Europe’s top legal minds are set to consider an appeal from a Blackpool man currently serving an indefinite jail term for attempted murder.
Lee Anthony Roberts’ victim Dave Wilson has campaigned for four years to see his friend and attacker released from prison and said he hopes justice will finally be served.
OK, he shouldn’t have used a knife – he stabbed me – but we are both to blame, not just him.
Roberts, 40, was sentenced to a minimum of seven years behind bars in 2011 for stabbing his victim following an argument.
But Mr Wilson, who runs the Sandylands guesthouse on Banks Street, said he bears “no animosity” towards his former lodger and has long maintained Roberts’ trial was unfair.
Now the European Court of Human Rights is set to consider the appeal, based on allegations of misconduct in the jury room.

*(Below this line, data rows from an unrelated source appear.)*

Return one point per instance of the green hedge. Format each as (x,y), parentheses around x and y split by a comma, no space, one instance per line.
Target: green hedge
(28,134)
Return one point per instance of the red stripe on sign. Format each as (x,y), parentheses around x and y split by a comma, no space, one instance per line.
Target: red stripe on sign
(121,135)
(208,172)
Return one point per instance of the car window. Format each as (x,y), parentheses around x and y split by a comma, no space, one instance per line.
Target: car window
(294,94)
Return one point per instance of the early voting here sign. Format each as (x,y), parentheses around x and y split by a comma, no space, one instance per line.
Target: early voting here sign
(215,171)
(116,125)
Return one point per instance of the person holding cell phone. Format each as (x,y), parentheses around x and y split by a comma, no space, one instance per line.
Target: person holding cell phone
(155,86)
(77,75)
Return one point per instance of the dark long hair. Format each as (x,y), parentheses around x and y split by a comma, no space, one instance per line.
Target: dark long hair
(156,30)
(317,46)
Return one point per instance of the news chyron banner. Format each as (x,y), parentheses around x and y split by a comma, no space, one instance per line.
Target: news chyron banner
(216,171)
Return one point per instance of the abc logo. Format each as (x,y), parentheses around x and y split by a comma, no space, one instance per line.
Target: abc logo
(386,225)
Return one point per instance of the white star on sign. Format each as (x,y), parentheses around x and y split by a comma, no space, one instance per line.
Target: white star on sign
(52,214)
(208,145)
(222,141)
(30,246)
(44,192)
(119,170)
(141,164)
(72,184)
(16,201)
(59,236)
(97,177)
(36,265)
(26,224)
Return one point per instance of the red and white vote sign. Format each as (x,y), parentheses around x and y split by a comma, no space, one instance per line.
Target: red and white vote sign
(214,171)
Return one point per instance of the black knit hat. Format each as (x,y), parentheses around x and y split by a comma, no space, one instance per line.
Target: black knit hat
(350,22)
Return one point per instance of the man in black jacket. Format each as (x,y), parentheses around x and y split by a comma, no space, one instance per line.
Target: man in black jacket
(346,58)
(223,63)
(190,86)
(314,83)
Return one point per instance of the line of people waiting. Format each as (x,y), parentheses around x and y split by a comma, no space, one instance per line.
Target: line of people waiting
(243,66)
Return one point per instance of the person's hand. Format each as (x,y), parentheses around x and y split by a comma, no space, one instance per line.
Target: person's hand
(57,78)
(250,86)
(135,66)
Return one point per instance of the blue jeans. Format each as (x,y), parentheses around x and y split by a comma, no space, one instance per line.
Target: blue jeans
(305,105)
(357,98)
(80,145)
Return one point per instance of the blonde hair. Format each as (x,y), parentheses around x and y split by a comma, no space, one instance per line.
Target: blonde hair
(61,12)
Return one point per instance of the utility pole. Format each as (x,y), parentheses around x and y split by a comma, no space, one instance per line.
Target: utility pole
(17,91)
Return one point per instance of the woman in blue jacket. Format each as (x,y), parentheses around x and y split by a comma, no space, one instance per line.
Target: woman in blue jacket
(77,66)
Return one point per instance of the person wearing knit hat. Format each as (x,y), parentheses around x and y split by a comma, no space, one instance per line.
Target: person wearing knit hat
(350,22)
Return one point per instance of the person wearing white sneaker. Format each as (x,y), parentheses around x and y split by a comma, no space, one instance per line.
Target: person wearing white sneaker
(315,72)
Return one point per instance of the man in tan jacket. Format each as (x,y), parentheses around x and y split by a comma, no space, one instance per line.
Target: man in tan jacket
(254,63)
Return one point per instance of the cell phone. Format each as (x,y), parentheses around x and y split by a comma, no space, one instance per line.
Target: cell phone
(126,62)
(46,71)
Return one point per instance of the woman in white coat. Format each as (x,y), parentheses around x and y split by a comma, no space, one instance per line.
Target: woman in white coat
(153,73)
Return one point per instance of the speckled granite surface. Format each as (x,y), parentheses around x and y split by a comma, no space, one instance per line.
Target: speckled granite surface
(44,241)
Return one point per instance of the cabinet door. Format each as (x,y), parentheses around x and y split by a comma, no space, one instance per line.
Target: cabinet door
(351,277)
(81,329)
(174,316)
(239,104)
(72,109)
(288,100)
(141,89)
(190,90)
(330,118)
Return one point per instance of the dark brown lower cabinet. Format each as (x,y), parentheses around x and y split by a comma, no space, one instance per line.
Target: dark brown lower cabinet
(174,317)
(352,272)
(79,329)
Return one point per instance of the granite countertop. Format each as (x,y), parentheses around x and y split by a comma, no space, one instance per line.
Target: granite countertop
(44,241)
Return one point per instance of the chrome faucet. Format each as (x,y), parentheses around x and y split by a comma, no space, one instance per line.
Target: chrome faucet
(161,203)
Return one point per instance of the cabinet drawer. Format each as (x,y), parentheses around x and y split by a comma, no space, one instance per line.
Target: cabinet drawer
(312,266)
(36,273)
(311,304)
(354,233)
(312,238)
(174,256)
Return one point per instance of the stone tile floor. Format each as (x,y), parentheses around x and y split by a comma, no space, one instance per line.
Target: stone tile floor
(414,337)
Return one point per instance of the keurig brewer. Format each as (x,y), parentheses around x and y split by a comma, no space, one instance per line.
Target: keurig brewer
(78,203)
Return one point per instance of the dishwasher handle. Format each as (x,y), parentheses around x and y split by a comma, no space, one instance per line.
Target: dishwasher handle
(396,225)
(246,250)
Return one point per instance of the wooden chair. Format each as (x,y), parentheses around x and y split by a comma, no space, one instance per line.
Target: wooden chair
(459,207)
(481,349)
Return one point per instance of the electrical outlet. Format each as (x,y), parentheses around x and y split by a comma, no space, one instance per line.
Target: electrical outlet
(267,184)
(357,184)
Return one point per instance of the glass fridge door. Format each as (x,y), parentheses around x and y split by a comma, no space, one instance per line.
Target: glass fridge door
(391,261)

Court papers seen by The Gazette and sent to the UK courts, asking for them to respond, question whether Roberts’ right to a fair trial was breached. The issue hinges on a report from the Criminal Cases Review Commission that found there was “some evidence” to suggest one of the jurors in the case conducted his own research outside the court room.
The Gazette reported two years ago how, at the centre of the CCRC case was a complaint the foreman of the jury, who was a practising solicitor, had introduced “extraneous material”, not part of the trial, into the jury’s deliberations.
Mr Wilson, who regularly makes the 440-mile round trip to see Roberts in prison, said he is “convinced” someone who sat on the jury has the answers they need to win the appeal.
He added: “Something went on in that jury room. Somewhere out there is the truth about what happened.
“Things were admitted into the jury room that weren’t admitted into court – when the judge found out she should have declared a mistrial.”
When the case was heard the Court of Appeal judge ruled any alleged wrongdoing would not have influenced the outcome of the trial.
However Mr Wilson disputes the verdict and believes the “unsafe” verdict should be quashed because the trial was unfair.
‘We’re both to blame... not just him’
Victim Dave Wilson believes his attacker should not have received the sentence he was given.
Mr Wilson, who was stabbed by Roberts following an argument, said: “It is four years this month and I have been behind him all the way.
“My views haven’t changed – I don’t think it was a fair trial and the sentence he got was too harsh.
“It was six of one, half a dozen of the other.
“We had a drink, I hit him, he hit me back.
“OK, he shouldn’t have used a knife – he stabbed me – but we are both to blame, not just him.”